Três trópicos da tropicália

torquato, torquato

Onde estava o poeta Torquato Neto, no Festival de 67, momento de fogo do começo da Tropicália? Ausente. Em que letra ou parceria? Ausente. Não tenho outra saída e acabo me deparando com uma conclusão assustadora e paradoxal: “Domingo no Parque” foi uma notícia trágica para Torquato Neto. O próprio Gil fez a letra! Meu Deus, que sentimento contraditório e louco. E não é que o danado do Gil se revelou um letrista inovador? A notícia boa para o Brasil era, queiramos ou não, para Torquato Neto, a notícia da solidão. Da sua “exclusão”. E não é que a poesia de Gil, para aumentar sua contraditória dor, era mesmo linda e até, segundo os críticos, trazia para o contexto da canção popular os planos e tomadas cinematográficas etc?

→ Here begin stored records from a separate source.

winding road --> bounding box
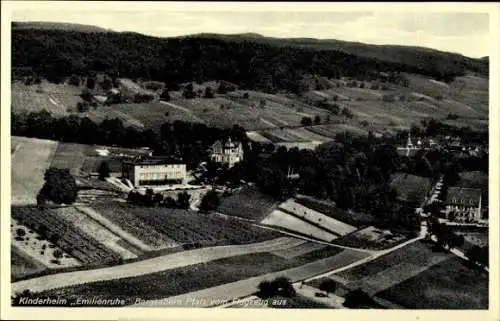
[12,237,304,293]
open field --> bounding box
[99,202,279,246]
[295,196,377,227]
[261,210,337,242]
[109,101,204,131]
[10,218,80,270]
[92,203,178,249]
[31,245,362,306]
[217,187,277,221]
[11,80,82,116]
[333,226,408,250]
[335,242,452,284]
[280,199,356,236]
[11,207,119,265]
[390,173,432,206]
[12,237,306,292]
[307,124,368,138]
[377,257,488,309]
[50,143,90,176]
[10,246,45,279]
[169,97,263,129]
[135,246,367,307]
[54,207,140,259]
[11,136,57,205]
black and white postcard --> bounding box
[1,1,500,321]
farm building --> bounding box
[210,138,243,168]
[445,187,482,222]
[122,157,186,188]
[390,173,432,208]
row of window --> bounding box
[139,179,182,186]
[451,198,476,205]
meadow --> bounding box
[376,257,489,310]
[11,136,57,205]
[99,202,280,247]
[217,187,278,221]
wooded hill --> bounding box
[12,23,488,92]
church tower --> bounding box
[406,133,413,148]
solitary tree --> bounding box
[182,83,196,99]
[177,192,191,210]
[200,190,220,211]
[160,89,170,101]
[40,167,78,204]
[86,77,95,89]
[203,86,214,98]
[300,117,312,126]
[98,161,110,181]
[319,279,337,293]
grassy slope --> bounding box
[10,247,45,278]
[377,257,488,309]
[31,247,340,304]
[217,188,278,221]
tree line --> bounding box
[11,110,248,169]
[12,29,488,92]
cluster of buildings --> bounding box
[121,138,243,188]
[397,133,483,156]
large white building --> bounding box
[445,187,483,222]
[122,157,186,188]
[210,138,243,168]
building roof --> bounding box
[446,187,481,203]
[124,156,183,165]
[212,138,241,149]
[390,173,432,205]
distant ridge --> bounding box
[12,21,115,32]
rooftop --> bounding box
[123,156,183,165]
[446,186,481,202]
[390,173,432,204]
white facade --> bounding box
[445,188,482,222]
[210,139,243,168]
[122,163,187,188]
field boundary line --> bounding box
[75,206,152,252]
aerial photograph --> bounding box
[6,6,493,310]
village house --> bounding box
[445,187,483,222]
[122,157,187,188]
[210,138,243,168]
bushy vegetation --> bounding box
[37,167,78,205]
[12,28,488,93]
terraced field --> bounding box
[377,257,489,309]
[50,143,90,176]
[95,202,280,247]
[11,81,82,116]
[23,242,365,307]
[11,207,120,265]
[280,200,356,236]
[218,187,278,221]
[261,210,337,242]
[54,207,141,259]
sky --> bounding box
[11,3,491,58]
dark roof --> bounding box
[446,187,481,203]
[390,173,432,205]
[123,156,183,165]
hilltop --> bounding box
[12,21,114,32]
[12,24,489,141]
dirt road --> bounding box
[12,237,304,293]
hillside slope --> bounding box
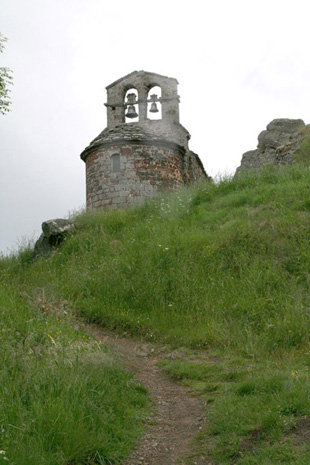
[2,164,310,465]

Que fazer então? Proibir Gil de compor, de se expressar? Queixar-se de Elis Regina, que com “Louvação” vendera recordes? Outros parceiros? Mas quais? (O Brasil estava cindido em Tropicália e antitropicália.) Bandear-se para o outro lado? Ah Torqua, sua grandeza aí não tinha escolha! E mesmo quando, virando-se no travesseiro, você experimentou a hipótese, Ana, sua corajosa companheira, reagiu com sensatez: “Ora Torquato, você está comprometido com o futuro” – e pronto. (E olhe que não era uma lua boa para poetas aquele 67. Capinam, veja, na hora de receber a metade do prêmio com Edu Lobo pelo primeiro lugar de “Ponteio”, recebeu do empresário daquele a farpa de que “Edu era músico tão bom que não precisava de letra de ninguém para ganhar festival”.)

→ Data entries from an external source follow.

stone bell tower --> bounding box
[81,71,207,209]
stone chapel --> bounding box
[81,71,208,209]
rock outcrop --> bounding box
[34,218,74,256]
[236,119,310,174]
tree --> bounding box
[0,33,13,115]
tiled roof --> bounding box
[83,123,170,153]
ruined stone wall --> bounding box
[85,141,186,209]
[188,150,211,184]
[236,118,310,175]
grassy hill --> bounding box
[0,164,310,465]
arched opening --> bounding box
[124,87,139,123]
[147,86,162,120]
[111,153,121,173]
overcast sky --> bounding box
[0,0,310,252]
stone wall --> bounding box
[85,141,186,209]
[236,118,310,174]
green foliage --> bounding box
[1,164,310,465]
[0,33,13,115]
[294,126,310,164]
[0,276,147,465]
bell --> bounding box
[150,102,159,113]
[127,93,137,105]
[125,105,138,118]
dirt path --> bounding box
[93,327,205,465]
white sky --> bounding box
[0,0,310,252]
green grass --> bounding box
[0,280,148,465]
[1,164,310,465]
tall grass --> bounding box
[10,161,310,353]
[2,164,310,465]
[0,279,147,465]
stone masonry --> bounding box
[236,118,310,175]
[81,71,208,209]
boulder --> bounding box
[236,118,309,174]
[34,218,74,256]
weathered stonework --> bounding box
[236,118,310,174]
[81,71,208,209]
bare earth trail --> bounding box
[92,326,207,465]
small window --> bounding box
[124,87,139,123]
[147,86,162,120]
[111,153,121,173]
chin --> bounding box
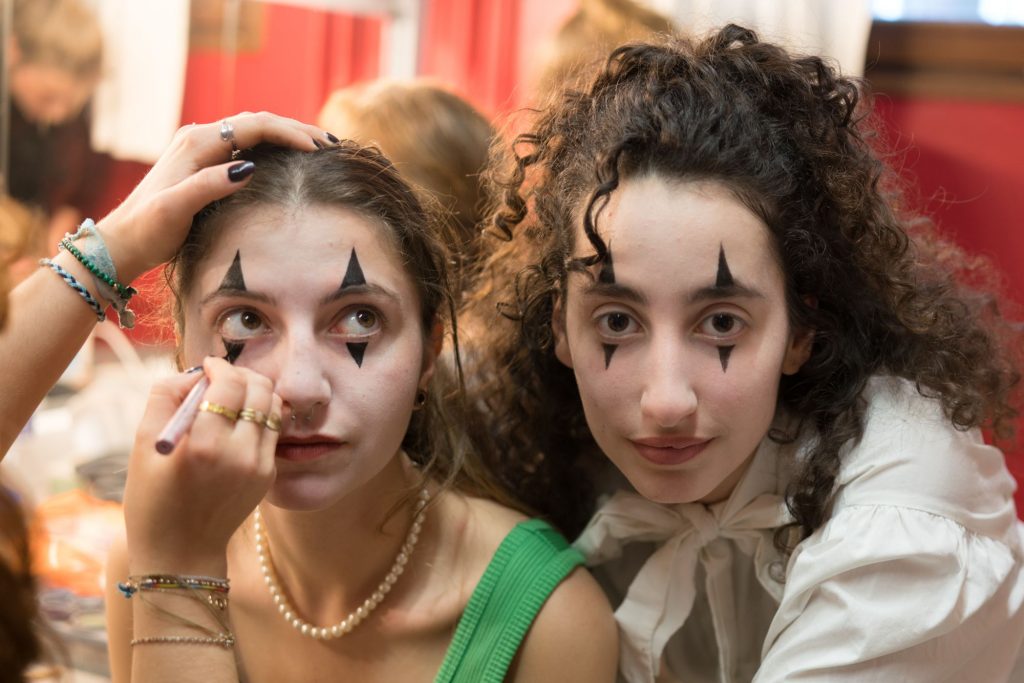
[626,472,708,505]
[263,475,345,512]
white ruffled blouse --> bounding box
[575,378,1024,683]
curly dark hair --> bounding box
[467,25,1022,545]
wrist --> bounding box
[95,212,151,285]
[128,551,227,579]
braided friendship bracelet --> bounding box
[60,236,137,300]
[39,258,106,323]
[63,218,136,329]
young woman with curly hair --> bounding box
[470,26,1024,682]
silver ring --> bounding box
[220,119,234,143]
[220,119,242,161]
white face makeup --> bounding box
[182,206,433,510]
[555,175,810,503]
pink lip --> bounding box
[631,436,711,466]
[273,435,341,463]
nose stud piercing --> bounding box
[291,405,316,424]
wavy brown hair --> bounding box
[469,25,1022,539]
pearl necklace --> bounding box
[253,488,430,640]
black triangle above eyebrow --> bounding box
[216,250,247,292]
[715,245,735,288]
[338,247,367,290]
[597,251,615,285]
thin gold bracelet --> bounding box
[131,633,234,650]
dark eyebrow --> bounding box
[686,280,765,303]
[199,287,273,306]
[583,280,647,305]
[319,283,399,306]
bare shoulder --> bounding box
[449,494,527,573]
[508,567,618,683]
[105,537,132,683]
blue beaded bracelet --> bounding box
[39,258,106,323]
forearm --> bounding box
[0,252,98,459]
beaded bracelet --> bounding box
[58,218,136,329]
[118,573,231,598]
[39,258,106,323]
[60,237,137,300]
[118,574,234,649]
[129,633,234,650]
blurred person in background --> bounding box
[535,0,676,101]
[3,0,103,280]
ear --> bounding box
[551,297,572,368]
[4,36,22,69]
[782,330,814,375]
[420,323,444,387]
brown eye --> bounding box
[697,312,746,340]
[355,308,377,330]
[217,308,268,340]
[239,310,263,330]
[595,310,640,338]
[711,313,736,334]
[608,313,630,332]
[332,308,382,338]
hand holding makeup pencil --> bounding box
[125,357,282,575]
[0,113,337,458]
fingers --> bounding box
[179,112,331,166]
[138,372,205,441]
[231,371,281,476]
[151,161,256,233]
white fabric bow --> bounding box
[573,492,790,683]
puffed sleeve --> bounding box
[755,506,1024,683]
[755,378,1024,683]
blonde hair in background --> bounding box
[317,80,495,278]
[7,0,103,79]
[537,0,676,101]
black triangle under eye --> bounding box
[345,342,368,368]
[341,248,367,289]
[718,346,736,373]
[224,339,246,364]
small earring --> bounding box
[413,389,427,411]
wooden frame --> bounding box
[864,22,1024,102]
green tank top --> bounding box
[434,519,584,683]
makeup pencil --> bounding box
[157,341,245,456]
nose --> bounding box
[270,336,331,422]
[640,335,697,429]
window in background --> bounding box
[871,0,1024,26]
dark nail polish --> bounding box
[227,161,256,182]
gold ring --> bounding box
[239,408,266,427]
[199,400,239,422]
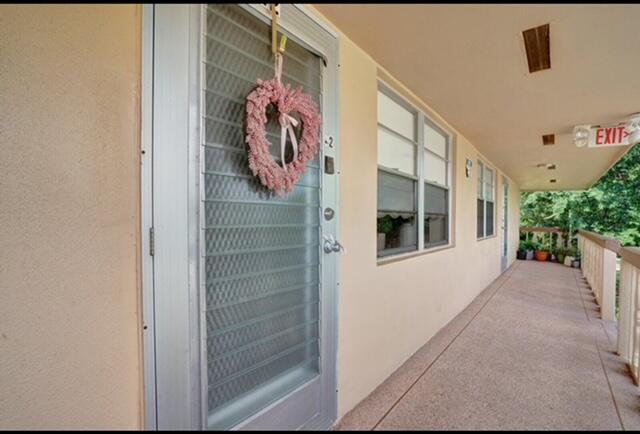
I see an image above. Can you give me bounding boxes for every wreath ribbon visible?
[275,53,298,170]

“Tom já falei com Guilherme Araújo, eu quero cantar”. Ora, como todo mundo cante sem compromisso, eu, na minha vida de músico, só conhecera três pessoas que não afinavam nem uma nota: Augusto Boal, Jamary Oliveira e Torquato Neto.

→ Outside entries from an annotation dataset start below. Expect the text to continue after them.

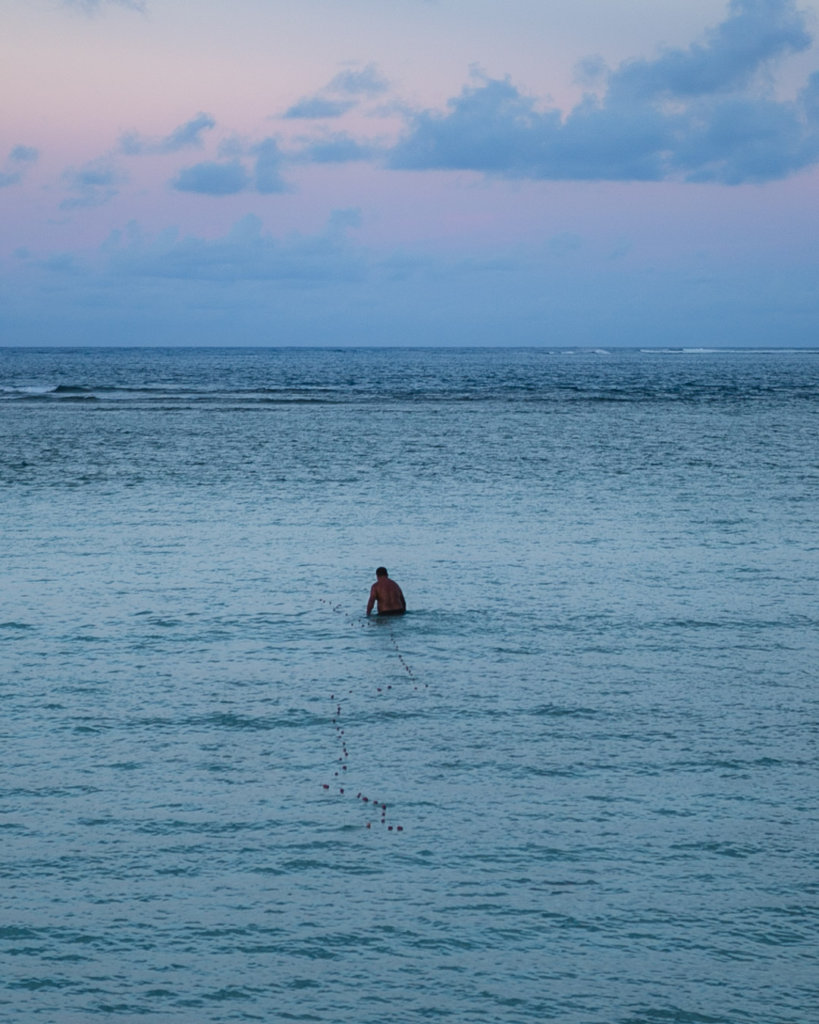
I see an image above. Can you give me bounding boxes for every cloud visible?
[171,138,291,196]
[172,160,251,196]
[59,158,126,210]
[388,0,819,184]
[252,138,290,195]
[285,63,389,120]
[298,132,378,164]
[120,114,216,157]
[611,0,811,98]
[0,145,40,188]
[327,63,389,96]
[285,96,355,120]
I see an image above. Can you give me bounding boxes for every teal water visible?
[0,349,819,1024]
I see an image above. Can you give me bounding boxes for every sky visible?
[0,0,819,348]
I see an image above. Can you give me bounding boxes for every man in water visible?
[367,565,406,615]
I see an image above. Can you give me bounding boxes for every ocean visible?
[0,348,819,1024]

Não cantar apagava a visualidade de Torquato, na fase em que se instaurava com mais força o cantor-imagem: seu silêncio vocal retirava-o dos registros de comportamento e performances que caracterizaram o Tropicalismo. Esse apagamento de Torquato é uma das possíveis raízes fundadoras para maneira como ele saiu da vida. História-raiz – uma face, apenas, da lapidação da pedra, que tem tantos ângulos quantos são os olhos que vêem. Nem ângulos nem olhos são exatos. Imprecisão Rashomon.